Sebab, yang kita cemaskan
selama ini –seperti tecermin dalam kepanikan masyarakat yang digambarkan oleh
tayangan-tayangan fiksi berklaim religius itu- adalah hal-hal yang sebenarnya
tidak pernah menjadi ancaman apa-apa di masyarakat
Yang mereka temui
sehari-hari adalah kemiskinan, himpitan beban hidup yang antara lain diperparah
oleh kondisi ekonomi negara yang dikendalikan pejabat-pejabat bodoh, rakus,
korup dan kebal hukum.
Bangsa ini telah
terpuruk begitu jauh dalam kubangan situasi yang seakan tak bisa diperbaiki
lagi. Orang-orang mendaftar menjadi anggota DPRD dengan ijazah palsu. Pilkada
di mana-mana rusuh dan tak jarang sampai menimbulkan pertumpahan darah. Korupsi
makin merajalela dan dilakukan secara transparan serta sistematis, namun tak
satu pun bahkan yang paling teri sekali pun bisa diseret ke pengadilan.
Dalam kebingungan
dan ketakberdayaan, orang butuh pelampiasan, tempat atau cara untuk melarikan
diri guna menemukan semacam musuh bersama yang bisa mengembalikan kekuatan
moral dan rasa percaya diri. Dan, tayangan-tayangan berklaim religius itu adalah
bagian dari upaya ini.
Orang-orang sirik,
musrik, dan aneka kejahatan lainnya ditampilkan sebagai makluk berdosa,
terkutuk, terlaknat –dengan penggambaran yang luar biasa ekstrem hingga sampai
ke titik absurd- agar masyarakat yang menonton tayangan itu merasa masih
(lebih) punya moral, masih (cukup) berarti, bisa sedikit (merasa) bahagia
kendati tengah berada dalam keterpurukan dan tak berdaya menghadapi
masalah-masalah yang muncul dalam konteks kehidupan berbangsa.
*
Begitulah.Apa yang disebut sebagai
sinetron religius terus memenuhi tabung televisi publik Indonesia. Rasanya
tidak satu pun televisi yang alpa dari penayangan jenis sinetron itu. Sehingga
hampir tidak mungkin rasanya kita menghindar dari hidangan kisah yang dianggap
bernuansa agama itu.
Komentar para ustadz muda
yang meminta pemirsa untuk menyaksikan sinetron tersebut semakin menambah
pekatnya aroma keagamaan dalam tayangan itu. Terlebih dalam bulan Ramadan ini.
Suka tidak suka, para pemirsa seakan dipaksa menonton sinetron itu.

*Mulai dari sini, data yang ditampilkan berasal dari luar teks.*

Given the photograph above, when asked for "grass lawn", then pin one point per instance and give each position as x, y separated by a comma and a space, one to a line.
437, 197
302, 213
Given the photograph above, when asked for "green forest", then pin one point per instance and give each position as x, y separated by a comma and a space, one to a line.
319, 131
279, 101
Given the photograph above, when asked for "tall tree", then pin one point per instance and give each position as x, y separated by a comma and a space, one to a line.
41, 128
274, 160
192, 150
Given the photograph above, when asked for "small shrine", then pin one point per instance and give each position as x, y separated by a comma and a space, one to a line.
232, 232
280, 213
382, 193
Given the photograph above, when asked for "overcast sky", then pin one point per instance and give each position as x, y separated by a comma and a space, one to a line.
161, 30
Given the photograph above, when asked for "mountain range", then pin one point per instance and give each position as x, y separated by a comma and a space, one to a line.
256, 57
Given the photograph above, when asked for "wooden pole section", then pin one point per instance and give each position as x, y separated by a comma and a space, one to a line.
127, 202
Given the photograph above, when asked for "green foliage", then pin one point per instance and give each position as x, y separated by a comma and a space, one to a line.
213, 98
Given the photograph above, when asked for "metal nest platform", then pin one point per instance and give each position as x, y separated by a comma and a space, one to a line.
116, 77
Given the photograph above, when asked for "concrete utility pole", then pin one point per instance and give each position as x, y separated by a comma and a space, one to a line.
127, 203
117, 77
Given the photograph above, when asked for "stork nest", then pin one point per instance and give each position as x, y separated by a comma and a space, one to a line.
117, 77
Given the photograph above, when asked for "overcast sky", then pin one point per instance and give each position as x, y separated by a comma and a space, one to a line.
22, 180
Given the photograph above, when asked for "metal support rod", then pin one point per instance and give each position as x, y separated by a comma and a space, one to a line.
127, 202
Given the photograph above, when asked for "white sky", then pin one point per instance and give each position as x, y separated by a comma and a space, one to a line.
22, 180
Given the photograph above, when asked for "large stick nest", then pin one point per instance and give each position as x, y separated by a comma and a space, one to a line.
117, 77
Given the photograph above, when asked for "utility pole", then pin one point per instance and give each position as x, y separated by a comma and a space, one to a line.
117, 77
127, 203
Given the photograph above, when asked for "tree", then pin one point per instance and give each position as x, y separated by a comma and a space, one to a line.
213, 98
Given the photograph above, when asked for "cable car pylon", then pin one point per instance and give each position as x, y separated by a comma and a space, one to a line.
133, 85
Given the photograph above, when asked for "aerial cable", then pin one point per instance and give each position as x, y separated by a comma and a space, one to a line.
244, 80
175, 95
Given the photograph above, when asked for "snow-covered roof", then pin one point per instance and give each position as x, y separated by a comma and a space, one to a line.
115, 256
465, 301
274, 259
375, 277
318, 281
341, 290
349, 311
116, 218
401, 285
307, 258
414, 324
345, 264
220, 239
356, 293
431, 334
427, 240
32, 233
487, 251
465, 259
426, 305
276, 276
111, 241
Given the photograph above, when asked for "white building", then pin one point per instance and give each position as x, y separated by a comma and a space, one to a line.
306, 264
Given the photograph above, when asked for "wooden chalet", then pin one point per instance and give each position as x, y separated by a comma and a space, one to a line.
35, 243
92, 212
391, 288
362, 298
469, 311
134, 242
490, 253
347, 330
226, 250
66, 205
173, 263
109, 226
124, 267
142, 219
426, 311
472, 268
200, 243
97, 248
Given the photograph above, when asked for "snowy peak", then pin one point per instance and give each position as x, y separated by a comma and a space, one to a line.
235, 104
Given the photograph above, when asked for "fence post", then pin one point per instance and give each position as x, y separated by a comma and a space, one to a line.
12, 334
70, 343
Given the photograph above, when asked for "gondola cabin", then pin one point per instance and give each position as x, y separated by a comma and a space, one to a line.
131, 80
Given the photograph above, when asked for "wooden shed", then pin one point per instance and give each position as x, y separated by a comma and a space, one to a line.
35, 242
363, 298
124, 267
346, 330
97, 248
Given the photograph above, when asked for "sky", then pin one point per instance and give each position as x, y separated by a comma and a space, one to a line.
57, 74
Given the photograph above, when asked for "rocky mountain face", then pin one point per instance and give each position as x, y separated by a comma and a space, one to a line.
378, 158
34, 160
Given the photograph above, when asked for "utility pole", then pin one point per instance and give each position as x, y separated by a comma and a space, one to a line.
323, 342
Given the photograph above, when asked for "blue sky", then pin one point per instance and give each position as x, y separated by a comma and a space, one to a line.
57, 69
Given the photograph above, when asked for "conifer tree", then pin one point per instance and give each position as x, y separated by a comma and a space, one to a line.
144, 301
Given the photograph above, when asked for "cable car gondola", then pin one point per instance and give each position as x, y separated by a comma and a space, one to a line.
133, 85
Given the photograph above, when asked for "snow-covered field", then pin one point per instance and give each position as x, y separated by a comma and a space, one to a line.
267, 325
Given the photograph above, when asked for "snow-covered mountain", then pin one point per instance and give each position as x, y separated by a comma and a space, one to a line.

Konon, beberapa sinetron itu
benar-benar digali dari kisah nyata kehidupan. Ia bukan hasil rekayasa yang
fiktif. Bukan hasil olah imajinasi sang penulis naskah dan sang sutradara. Dan
memang, ada banyak kisah yang dituturkan dalam sinetron tersebut. Mulai dari
kisah tragis kematian seorang anak yang durhaka kepada orang tuanya, hingga
kisah kegetiran hidup seseorang yang membangkang Tuhan.
Dimensi tragis kematian
orang-orang durjana itu ditunjukkan dengan beragam cara, seperti jenazahnya
tertolak bumi; dari kuping mereka keluar jangkrik; mati muda tersambar petir;
dan meninggal dunia lalu menjadi pocong atau hantu yang menakutkan. Sinetron
religius itu seakan hendak mempertontonkan bahwa demikianlah siksa yang akan
diterima orang-orang yang menyangkal orang tua dan memprotes titah Tuhan.

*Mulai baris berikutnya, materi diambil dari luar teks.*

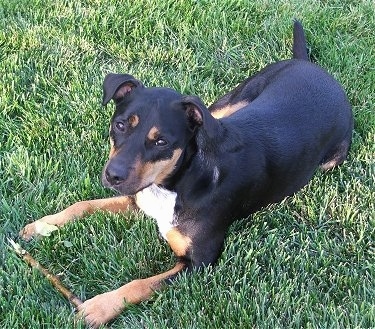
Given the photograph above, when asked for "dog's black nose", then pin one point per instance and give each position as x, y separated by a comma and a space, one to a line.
113, 176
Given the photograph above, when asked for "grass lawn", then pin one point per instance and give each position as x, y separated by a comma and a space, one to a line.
308, 262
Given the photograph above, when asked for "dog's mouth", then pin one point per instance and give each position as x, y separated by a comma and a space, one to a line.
129, 186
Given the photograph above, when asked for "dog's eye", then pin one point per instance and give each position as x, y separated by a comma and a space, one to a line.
161, 142
120, 126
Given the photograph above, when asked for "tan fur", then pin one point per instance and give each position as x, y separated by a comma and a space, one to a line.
103, 308
178, 242
78, 210
229, 109
133, 120
153, 134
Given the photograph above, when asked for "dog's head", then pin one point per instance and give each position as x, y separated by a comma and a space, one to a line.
149, 133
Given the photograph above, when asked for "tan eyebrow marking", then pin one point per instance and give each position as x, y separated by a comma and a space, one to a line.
133, 120
153, 134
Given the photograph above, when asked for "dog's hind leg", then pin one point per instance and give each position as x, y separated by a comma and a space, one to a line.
337, 154
79, 210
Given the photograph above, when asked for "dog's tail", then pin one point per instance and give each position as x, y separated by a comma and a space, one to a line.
299, 42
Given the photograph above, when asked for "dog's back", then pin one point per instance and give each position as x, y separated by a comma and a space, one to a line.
295, 117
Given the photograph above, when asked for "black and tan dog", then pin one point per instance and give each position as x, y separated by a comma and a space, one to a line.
195, 170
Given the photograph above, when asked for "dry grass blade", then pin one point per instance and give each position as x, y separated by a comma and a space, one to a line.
52, 278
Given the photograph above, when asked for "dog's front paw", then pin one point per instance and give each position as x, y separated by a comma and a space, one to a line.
38, 228
101, 309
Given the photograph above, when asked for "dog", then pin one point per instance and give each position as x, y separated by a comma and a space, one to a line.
196, 169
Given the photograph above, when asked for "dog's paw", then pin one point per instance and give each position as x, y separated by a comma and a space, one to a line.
101, 309
37, 228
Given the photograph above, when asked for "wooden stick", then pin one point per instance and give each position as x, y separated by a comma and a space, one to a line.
52, 278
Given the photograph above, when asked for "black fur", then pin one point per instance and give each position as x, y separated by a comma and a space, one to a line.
297, 117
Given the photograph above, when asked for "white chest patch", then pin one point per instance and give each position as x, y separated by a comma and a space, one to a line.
158, 203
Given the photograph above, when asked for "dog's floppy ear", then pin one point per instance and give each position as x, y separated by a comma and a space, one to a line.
198, 114
116, 86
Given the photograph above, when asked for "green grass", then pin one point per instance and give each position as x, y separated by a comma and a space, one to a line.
306, 262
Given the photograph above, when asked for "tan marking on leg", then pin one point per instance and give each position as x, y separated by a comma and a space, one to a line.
153, 134
178, 242
133, 120
78, 210
105, 307
229, 109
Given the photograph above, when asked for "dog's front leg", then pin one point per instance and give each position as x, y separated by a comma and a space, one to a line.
105, 307
78, 210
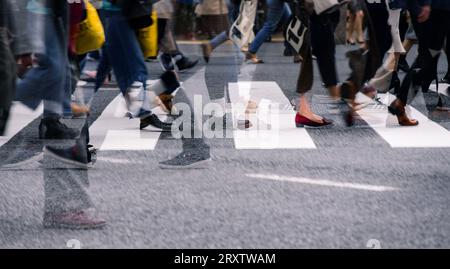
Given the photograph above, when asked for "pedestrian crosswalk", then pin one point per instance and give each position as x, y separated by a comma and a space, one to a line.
273, 121
21, 116
273, 125
114, 131
428, 134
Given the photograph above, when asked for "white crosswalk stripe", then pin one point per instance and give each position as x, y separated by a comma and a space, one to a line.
273, 123
113, 131
21, 116
428, 134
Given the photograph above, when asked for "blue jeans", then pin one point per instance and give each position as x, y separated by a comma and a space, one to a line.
277, 10
49, 79
121, 53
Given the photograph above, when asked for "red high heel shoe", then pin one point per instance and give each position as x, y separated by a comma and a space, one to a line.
301, 121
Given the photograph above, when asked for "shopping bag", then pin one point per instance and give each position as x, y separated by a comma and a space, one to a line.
90, 35
148, 38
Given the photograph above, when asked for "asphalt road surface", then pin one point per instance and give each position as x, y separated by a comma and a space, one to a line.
272, 187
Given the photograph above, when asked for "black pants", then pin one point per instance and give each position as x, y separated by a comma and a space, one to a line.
431, 36
380, 39
324, 45
7, 79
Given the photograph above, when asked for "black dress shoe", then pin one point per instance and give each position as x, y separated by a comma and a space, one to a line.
76, 157
185, 63
445, 79
53, 128
188, 160
154, 121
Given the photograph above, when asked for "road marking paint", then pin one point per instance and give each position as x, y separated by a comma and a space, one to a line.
113, 131
274, 121
20, 117
428, 134
324, 182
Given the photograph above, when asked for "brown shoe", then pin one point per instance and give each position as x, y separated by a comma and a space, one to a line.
397, 108
253, 58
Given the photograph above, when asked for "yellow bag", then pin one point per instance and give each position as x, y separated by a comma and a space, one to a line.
148, 38
90, 35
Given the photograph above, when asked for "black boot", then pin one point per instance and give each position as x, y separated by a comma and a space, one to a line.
53, 128
154, 121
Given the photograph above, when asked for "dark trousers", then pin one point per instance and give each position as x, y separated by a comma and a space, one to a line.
380, 39
324, 45
7, 79
431, 36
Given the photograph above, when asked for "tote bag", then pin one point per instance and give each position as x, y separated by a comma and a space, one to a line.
90, 35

Salah satu motif atau tujuan
yang hendak dicapai penayangan sinetron itu adalah menyemarakkan dan melebarkan
syiar Islam. Pertanyaannya, apakah tujuan itu dengan mudah dapat dicapai?

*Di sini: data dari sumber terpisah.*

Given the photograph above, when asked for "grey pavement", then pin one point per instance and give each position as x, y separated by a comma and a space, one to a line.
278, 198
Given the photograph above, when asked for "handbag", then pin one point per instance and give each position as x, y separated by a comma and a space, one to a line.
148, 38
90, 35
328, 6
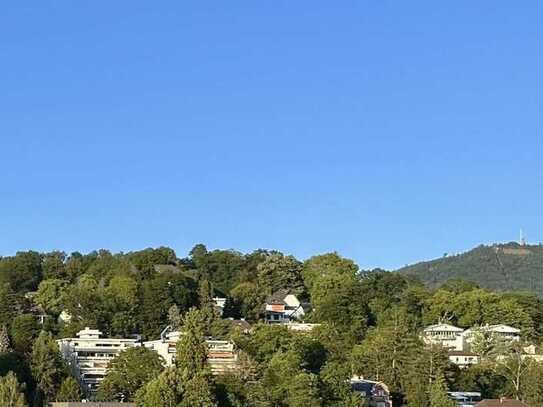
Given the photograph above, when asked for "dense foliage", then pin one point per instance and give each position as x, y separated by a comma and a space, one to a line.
498, 267
369, 325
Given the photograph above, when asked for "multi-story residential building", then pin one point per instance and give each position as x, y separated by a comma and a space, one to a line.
222, 355
449, 336
465, 398
88, 355
220, 303
283, 306
301, 326
463, 358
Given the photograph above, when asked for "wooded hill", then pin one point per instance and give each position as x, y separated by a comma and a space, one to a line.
505, 267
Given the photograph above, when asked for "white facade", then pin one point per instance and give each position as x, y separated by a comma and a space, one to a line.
222, 355
301, 327
463, 359
449, 336
283, 307
88, 355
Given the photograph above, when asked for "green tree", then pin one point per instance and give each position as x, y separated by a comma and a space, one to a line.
8, 303
438, 394
325, 264
303, 391
159, 392
53, 266
22, 272
50, 295
385, 352
11, 392
278, 271
47, 367
69, 390
248, 300
126, 375
174, 317
24, 329
193, 374
5, 344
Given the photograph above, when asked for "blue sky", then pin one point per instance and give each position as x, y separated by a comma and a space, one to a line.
390, 131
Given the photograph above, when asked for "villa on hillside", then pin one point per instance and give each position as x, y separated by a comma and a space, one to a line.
457, 341
88, 356
373, 394
449, 336
499, 331
222, 355
283, 306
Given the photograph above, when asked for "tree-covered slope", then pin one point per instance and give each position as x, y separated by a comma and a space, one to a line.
500, 267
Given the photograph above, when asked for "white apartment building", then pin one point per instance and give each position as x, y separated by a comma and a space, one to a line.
449, 336
88, 355
222, 355
463, 358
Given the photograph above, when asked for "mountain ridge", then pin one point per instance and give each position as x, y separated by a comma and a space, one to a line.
501, 266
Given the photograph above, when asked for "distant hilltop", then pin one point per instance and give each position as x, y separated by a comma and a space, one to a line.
507, 267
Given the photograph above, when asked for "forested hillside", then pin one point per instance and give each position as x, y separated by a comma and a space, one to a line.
368, 324
503, 267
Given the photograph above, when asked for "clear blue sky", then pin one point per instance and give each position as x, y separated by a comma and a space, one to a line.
390, 131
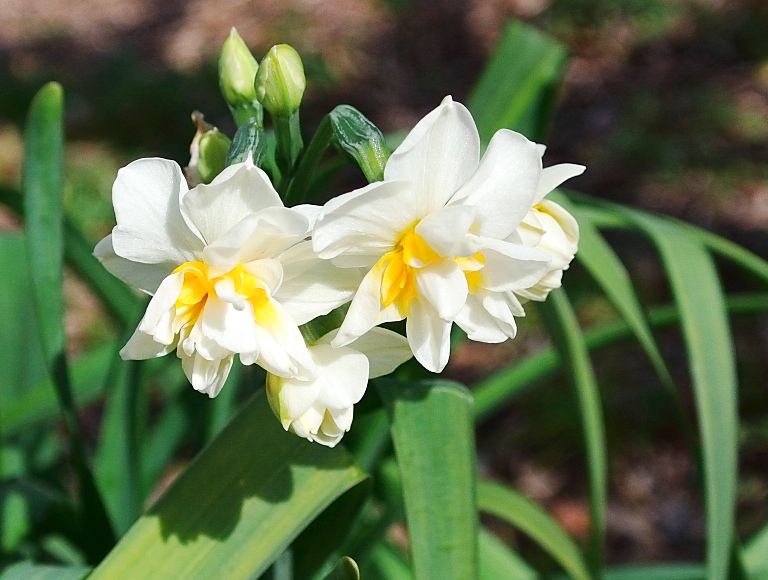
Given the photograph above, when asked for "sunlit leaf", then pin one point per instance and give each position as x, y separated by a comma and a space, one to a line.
756, 555
237, 507
562, 325
498, 561
518, 85
42, 186
704, 321
433, 436
32, 571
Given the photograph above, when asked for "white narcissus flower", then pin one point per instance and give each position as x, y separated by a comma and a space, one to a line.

Ada yang beranggapan, alih-alih
mencapai tujuan, ada problem krusial dari sinetron seperti ini.
Sinetron-sinetron itu dianggap telah terjebak dalam tindak pembanalan terhadap
ajaran agama Islam yang dibawa oleh Nabi Muhammad SAW.
Islam versi Nabi Muhammad
SAW, dinilai tiba-tiba menjadi identik dengan pocong dan demit.
Sinetron-sinetron itu telah berhasil menjadikan Islam sebagai agama yang penuh
aura magis dan agama yang tidak rasional.
Padahal, kanjeng Nabi
Muhammad pernah bersabda bahwa al-dîn `aqlun lâ dîna liman la `aqla lah.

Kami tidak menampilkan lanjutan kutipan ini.